It generates a variety of phylogenetic models using the Stan language.

 Through the pystan library, *phylostan* has access to Stan's variational inference and sampling (NUTS and HMC) engines.

The program has been described and its performance evaluated in an [article](https://doi.org/10.7717/peerj.8272). The data and scripts used to generate the results can be found [here](examples/README.md).

## Features

Phylogenetic model components:

- Nucleotide substitution models: JC69, HKY, GTR

- Rate heterogeneity: discretized Weibull distribution and general discrete distribution

- Tree without clock constraint with uniform prior on topology

- Time tree:

  - Homochronous sequences: same sampling date

  - Heterochronous sequences: sequences sampled at different time points

 - Molecular clocks:

   - Strict

   - [Autocorrelated](https://doi.org/10.1093/oxfordjournals.molbev.a025892)

   - [Uncorrelated](https://dx.doi.org/10.1371%2Fjournal.pbio.0040088): log-normal hierarchical prior

 - Coalescent models:

   - Constant population size

   - [Skyride](https://doi.org/10.1093/molbev/msn090)

   - [Skygrid](https://doi.org/10.1093/molbev/mss265)

Algorithms provided by Stan:

- Variational inference:

  - Mean-field distribution

  - Full-rank distribution

- No U-Turn Sampler ([NUTS](https://arxiv.org/abs/1111.4246))

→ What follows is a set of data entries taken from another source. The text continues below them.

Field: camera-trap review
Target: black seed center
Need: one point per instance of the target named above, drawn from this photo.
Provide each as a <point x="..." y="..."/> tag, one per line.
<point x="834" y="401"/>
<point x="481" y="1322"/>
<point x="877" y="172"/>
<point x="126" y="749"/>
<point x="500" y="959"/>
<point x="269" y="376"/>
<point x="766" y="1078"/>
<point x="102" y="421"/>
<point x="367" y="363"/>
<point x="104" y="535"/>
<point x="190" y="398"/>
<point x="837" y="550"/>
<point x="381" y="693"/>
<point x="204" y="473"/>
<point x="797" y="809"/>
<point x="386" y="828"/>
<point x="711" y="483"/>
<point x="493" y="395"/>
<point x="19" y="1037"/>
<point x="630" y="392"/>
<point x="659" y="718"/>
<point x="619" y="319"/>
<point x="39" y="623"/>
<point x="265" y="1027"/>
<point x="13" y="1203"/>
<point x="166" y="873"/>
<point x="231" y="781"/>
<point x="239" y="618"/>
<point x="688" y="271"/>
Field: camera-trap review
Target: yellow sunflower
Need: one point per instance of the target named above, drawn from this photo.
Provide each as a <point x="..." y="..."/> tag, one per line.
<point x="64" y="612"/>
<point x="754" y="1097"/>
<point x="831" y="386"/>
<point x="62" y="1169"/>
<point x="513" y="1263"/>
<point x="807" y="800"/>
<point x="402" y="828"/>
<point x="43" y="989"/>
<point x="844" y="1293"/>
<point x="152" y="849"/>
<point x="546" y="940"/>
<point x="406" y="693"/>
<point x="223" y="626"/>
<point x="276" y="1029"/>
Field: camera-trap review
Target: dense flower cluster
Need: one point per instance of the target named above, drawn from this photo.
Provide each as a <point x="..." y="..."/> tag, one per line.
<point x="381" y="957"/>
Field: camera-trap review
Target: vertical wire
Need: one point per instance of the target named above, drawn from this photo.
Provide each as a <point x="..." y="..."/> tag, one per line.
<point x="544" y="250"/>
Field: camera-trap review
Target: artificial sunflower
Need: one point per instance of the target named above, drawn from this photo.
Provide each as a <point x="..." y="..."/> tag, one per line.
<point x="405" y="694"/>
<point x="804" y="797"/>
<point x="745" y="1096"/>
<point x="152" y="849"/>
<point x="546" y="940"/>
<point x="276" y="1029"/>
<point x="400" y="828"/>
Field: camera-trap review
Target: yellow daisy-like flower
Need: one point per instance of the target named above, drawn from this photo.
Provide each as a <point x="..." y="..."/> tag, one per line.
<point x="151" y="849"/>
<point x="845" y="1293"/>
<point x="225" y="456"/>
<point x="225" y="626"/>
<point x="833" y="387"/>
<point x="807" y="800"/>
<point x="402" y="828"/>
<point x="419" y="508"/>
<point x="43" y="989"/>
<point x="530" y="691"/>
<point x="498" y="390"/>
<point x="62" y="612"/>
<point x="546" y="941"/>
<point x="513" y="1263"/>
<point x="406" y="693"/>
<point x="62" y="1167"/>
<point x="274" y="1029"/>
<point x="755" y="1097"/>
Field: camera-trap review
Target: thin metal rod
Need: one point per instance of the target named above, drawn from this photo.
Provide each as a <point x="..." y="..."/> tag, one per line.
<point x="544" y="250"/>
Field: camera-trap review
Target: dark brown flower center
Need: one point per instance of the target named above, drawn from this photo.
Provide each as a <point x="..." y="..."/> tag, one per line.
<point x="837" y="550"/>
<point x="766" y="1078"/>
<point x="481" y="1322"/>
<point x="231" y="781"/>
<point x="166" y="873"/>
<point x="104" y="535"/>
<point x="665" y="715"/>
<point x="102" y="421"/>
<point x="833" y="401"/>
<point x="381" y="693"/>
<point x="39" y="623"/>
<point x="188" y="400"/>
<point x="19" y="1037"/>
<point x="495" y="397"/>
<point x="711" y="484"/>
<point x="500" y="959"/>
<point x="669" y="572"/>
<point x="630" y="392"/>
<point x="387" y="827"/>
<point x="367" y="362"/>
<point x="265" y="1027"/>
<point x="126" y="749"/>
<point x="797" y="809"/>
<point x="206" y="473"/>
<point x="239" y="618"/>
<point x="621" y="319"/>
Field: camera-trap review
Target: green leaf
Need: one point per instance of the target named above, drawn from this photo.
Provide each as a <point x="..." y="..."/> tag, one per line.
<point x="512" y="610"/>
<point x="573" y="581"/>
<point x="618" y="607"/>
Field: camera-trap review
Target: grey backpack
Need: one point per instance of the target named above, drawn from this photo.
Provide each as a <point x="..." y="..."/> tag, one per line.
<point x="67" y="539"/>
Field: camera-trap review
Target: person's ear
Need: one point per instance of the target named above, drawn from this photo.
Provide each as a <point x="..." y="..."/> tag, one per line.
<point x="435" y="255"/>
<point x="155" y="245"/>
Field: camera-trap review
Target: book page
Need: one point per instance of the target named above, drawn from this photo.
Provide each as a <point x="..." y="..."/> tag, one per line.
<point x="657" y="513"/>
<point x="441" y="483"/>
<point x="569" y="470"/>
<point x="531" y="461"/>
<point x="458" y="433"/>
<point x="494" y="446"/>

- Hamiltonian Monte Carlo (HMC)

## Prerequisites

| Program/Library    | Version | Description |

|----------- | --------| -- |

| python | Tested on python 3.6, 3.7, 3.9           | |

| [pystan](https://pystan.readthedocs.io/)    | >=2.19 <3 | API for [Stan](https://mc-stan.org) |

| [dendropy](https://www.dendropy.org)      |   | Library for manipulating trees and alignments|

| numpy   | >=1.7    | |

## You can install phylostan using pip

```bash

pip install phylostan

```

## You can also run it locally

```bash

python -m phylostan.phylostan 

```

where `` is either the *build* or *run* command.

## Command-line usage

*phylostan* is decomposed into two sub-commands:

- *build*: creates a Stan file: a text file containing the model.

- *run*: runs a Stan file with the data.

These two steps are separated so the user can edit the Stan model. The main reason would be to modify the priors.

To get some help about the *build* or *run* commands:

```bash

phylostan build --help

phylostan run --help

```

## Quickstart

We are going to use the `fluA.fa` alignment and `fluA.tree` tree files. This dataset contains 69 influenza A virus haemagglutinin nucleotide sequences isolated between 1981 and 1998.  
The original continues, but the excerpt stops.